It is necessary to recall three famous incidents that illustrate the absurdity and pervasive nature of this behaviour. The first is that of former German Chancellor Angela Merkel, counted among the most powerful politicians in the world. During an interview, she was asked about her clothing. The journalist pointed out that she often wears similar suits, as if this were significant news. Merkel replied with great composure, confidence, and boldness. She said: 'I am not a model girl. I am a politician.' Her words shattered the premise—she challenged the very foundation of the question. Her argument was that the question of clothing, whether its quantity or style, has no relevance to the foundations of politics. Furthermore, she demonstrated that asking such questions is against media ethics, because they neither serve the public's right to information nor relate to any notable policy or performance.
Benazir Bhutto and Hina Rabbani Khar
The second incident is from our own society, and perhaps even more painful because it is associated with one of our great leaders. Benazir Bhutto, the first woman prime minister of the Muslim world, was a personality whose political insight, sacrifices, and connection with the people are part of history. But during her tenure and afterward, certain circles of the media targeted her simple and modest clothing for criticism. She was accused of being allegedly careless about her dress—as if this carelessness were a political crime. Benazir Bhutto spent her entire life in public service, endured the darkness of prisons, suffered the hardships of exile, and ultimately sacrificed her life. Rarely was there as deep a discussion of her political decisions, her democratic struggle, or her visionary leadership as there was of her dupatta, or the colour and fabric of her shalwar kameez and Tasbeh. It was not only inappropriate but tragic that a woman prime minister had to be endured for her outward simplicity rather than her capabilities.
The issue is that when a male leader wears simple clothing, it is interpreted as humility and approachability, but when a woman does the same, it is seen as carelessness or deficiency. Benazir Bhutto's case is the worst example of this double standard.
The third incident further reinforces this same absurdity. When Pakistan's former foreign minister Hina Rabbani Khar visited India, at a time when relations between two nuclear powers were extremely delicate and important negotiations were underway, the media's focus, instead of being on her diplomatic skills or her stance, centred on her clothing and her handbag. A beautiful and confident woman foreign minister, representing her nation, was subjected not to serious questions but to hearing how much her bag cost and why she wore a dupatta of a particular colour. These questions were not only a violation of professional ethics but also ignored the fact that Hina Rabbani Khar was on a highly important diplomatic mission. Her clothing and bag were no measure of her diplomatic capabilities, yet the media turned these very things into news. Perhaps even more painful was that such attention conveyed the message that to understand a woman's capability, one must first scrutinise her physical appearance—as if a woman cannot be serious until she dresses according to male standards.
Common Thread: Scrutiny of Appearance
These three examples—Merkel, Benazir Bhutto, and Hina Rabbani Khar—share a common thread: all of them faced a line of questioning that had no relation to their political capabilities or public role.

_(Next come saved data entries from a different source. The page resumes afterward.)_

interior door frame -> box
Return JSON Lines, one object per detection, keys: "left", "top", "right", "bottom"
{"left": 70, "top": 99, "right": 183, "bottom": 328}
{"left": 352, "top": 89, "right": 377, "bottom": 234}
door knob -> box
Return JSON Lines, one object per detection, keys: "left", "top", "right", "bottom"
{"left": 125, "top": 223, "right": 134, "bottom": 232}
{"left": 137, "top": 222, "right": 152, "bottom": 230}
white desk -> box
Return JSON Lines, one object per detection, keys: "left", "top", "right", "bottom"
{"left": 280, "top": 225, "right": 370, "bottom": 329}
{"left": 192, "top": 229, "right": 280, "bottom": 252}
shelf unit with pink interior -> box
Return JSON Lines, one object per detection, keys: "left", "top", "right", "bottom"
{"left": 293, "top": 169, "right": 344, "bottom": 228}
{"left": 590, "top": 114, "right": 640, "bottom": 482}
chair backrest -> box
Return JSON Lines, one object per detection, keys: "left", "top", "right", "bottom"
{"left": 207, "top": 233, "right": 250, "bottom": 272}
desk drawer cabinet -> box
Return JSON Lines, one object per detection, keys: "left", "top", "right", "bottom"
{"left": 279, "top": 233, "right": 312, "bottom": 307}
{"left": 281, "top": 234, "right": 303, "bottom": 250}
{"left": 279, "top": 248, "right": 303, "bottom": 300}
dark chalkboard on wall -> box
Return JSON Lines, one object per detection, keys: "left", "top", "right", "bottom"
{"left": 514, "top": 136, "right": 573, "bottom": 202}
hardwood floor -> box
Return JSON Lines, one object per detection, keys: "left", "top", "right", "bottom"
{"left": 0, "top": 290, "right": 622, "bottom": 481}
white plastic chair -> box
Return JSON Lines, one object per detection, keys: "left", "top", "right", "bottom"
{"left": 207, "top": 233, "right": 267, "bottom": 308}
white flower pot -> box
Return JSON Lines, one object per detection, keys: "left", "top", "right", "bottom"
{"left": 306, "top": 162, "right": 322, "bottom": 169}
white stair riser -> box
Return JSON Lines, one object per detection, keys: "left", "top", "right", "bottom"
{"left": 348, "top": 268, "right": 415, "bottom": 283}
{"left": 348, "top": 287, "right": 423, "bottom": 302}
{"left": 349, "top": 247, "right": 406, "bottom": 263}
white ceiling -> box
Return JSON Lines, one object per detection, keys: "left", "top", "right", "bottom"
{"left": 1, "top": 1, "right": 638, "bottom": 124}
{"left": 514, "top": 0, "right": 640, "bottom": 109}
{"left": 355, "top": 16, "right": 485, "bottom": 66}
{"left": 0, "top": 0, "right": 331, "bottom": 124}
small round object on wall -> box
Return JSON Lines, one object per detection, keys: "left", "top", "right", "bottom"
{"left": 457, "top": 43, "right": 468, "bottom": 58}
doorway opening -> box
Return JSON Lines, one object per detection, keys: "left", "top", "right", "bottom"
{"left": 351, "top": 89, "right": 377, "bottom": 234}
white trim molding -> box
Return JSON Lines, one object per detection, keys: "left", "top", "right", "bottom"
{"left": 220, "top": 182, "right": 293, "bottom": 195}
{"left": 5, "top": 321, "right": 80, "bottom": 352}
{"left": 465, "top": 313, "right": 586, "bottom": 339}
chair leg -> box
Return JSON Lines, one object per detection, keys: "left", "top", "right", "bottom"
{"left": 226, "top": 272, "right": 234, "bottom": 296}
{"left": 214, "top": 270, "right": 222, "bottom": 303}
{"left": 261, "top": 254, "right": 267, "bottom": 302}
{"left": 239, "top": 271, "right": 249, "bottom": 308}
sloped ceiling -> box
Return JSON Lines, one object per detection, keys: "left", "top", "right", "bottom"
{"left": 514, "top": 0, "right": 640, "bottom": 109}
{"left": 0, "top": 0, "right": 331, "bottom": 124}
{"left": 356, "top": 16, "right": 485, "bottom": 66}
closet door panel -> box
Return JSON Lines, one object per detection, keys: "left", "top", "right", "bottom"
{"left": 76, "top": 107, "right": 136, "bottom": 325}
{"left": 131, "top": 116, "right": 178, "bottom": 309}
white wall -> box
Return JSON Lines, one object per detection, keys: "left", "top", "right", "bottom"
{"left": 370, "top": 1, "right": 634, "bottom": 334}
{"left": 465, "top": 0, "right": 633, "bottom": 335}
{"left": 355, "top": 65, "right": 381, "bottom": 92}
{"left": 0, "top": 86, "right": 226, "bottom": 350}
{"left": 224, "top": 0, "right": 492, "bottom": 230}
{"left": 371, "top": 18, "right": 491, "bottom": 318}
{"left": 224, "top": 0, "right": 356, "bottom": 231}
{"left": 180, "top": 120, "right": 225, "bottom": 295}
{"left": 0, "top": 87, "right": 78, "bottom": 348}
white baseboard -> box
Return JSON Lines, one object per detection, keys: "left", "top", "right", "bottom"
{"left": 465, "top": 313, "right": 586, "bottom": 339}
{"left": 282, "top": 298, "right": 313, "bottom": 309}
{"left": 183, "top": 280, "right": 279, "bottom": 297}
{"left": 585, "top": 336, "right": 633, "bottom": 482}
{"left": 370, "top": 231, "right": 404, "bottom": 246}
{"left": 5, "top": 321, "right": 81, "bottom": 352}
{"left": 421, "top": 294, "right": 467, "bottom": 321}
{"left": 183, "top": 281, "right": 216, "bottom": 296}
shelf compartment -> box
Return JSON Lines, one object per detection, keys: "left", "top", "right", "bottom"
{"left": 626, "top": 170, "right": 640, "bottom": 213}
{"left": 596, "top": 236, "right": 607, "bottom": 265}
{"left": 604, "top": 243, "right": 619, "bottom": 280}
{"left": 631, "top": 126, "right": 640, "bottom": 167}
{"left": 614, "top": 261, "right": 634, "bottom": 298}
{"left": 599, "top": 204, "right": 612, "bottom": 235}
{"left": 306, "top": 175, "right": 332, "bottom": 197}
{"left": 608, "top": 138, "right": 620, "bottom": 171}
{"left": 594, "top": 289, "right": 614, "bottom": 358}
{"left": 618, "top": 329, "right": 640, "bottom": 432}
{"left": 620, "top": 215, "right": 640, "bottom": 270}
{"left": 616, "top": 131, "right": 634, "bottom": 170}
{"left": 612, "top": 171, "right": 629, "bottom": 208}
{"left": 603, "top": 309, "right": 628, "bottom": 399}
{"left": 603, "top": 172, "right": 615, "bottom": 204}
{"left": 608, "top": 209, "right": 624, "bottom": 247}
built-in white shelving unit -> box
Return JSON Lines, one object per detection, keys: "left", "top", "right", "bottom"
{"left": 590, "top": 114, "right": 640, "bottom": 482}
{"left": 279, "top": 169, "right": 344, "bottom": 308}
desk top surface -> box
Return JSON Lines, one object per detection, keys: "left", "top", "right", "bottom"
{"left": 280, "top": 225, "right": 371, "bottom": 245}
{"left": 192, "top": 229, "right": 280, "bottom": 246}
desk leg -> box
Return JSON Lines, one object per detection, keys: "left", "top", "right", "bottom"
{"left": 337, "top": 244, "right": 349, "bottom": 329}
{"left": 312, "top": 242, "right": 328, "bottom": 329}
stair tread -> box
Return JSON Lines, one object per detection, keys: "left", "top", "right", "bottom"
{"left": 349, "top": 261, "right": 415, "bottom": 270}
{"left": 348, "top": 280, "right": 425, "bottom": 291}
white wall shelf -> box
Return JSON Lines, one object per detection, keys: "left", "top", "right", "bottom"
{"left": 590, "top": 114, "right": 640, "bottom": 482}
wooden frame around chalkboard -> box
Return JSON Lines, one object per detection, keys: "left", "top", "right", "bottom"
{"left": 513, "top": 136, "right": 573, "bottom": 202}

Merkel immediately rejected it and proved her mettle. Benazir Bhutto faced a criticism that never ended, even though she never changed her simple lifestyle. And Hina Rabbani Khar became part of a conversation in which the price of her handbag was discussed more than her diplomatic performance. These three incidents indicate that the problem is not confined to any single country or media house—it is a universal attitude in which women are first judged by their physical appearance, and only then by their work.
These incidents of Merkel, Benazir Bhutto, and Hina Rabbani Khar are very close to Meera's interview. In both cases, women were asked about their bodies, their choices, or their physical appearance—not about their work or their ideas. The only difference is that a global leader like Merkel had enough power and dignity to immediately ethically reject the question, while Benazir Bhutto faced such criticism throughout her political life, and Hina Rabbani Khar had to endure it during an important diplomatic visit. Meera, being a film actress, perhaps suffered from a lack of that same power, which made the interview more painful and imbalanced. But the principle is the same: to ask any woman—whether chancellor, prime minister, foreign minister, or actress—questions about her appearance as if it were part of her qualification is, in fact, professionally and ethically unjustified.
Meera's interview is not an anomaly but a symbol. When a journalist asks personal questions without any public interest, he is not exercising a professional right but enforcing a social hierarchy under which women's bodies, choices, and vulnerabilities are considered public property. For every woman, the political message is this: you are never safe from interrogation, because your self was never your own.
Ethical and Philosophical Dimensions
Ethically, the matter is clear. The fundamental principles of journalism—dignity, informed consent, relevance, and minimising harm—have all been violated. The question is: what public interest was served by making Meera uncomfortable? None. The audience's prurient curiosity is not public interest. The journalist's ego cannot erase the dignity of the interviewee. Such a question is not ethical inquiry; it is an attack on personhood.
Philosophically, this is 'egoistic epistemology'—the belief that one's own curiosity justifies every question. The journalist becomes a god. This is the same failure that Levinas called ethical violence: in the face-to-face encounter, seeing an opportunity for domination rather than responsibility. The interviewee exists only to serve the journalist's desires.
From the woman's perspective, this message is uniform across all professions. The actress is asked about her relationships rather than her art; the politician about her sari rather than her legislation—just as happened with Benazir Bhutto and Hina Rabbani Khar, and just as Merkel bravely rejected. The woman journalist is asked about fashion rather than foreign policy. The ordinary woman understands that her public presence will always be subject to the kind of interrogation that her male counterpart never has to endure. Meera's discomfort was shared by every woman who has ever been asked, in a professional environment, something that had no relation to her profession.
Systemic Solutions
Then what can be done? The solution must be systemic, not symbolic. First, mandatory gender-sensitivity training must not only be a requirement for every journalist, editor, and producer, but also part of continuous ethical formation, rather than a one-time workshop. Second, every media house should establish an independent internal ombudsman—a body with real authority to review complaints about invasive questioning and impose consequences for violations. Third, professional press councils must move beyond weak statements to actual sanctions, including public censure and suspension of credentials for repeat offenders. Fourth, media literacy campaigns should be launched to educate the public about why certain questions are harmful, so that public demand shifts from sensationalism to substance. Fifth, newsroom leadership must be held accountable: editors and producers who greenlight or praise interviews that cross ethical lines should face equal scrutiny, because they create the culture in which individual journalists feel empowered to act like wolves. Sixth, safe reporting mechanisms must be created so that those harassed during interviews can complain without fear of professional retaliation. And finally, and most fundamentally, media organisations must actively promote women to leadership positions—not as tokens but as decision-makers who shape editorial policy, because diverse newsrooms make better ethical decisions, and representation at the top changes incentives all the way down.
Conclusion
Meera's interview is a mirror. The problem is not limited to film actresses. Until we train our media to see women as human beings rather than spectacles, and until audiences stop considering spectacle as legitimate journalism, this cycle will continue. The wolf still roams the jungle—just a man with a microphone in his hand. Now it is time to build fences—not around women, who have already been fenced in enough—but around the ethics of those who claim the right to question.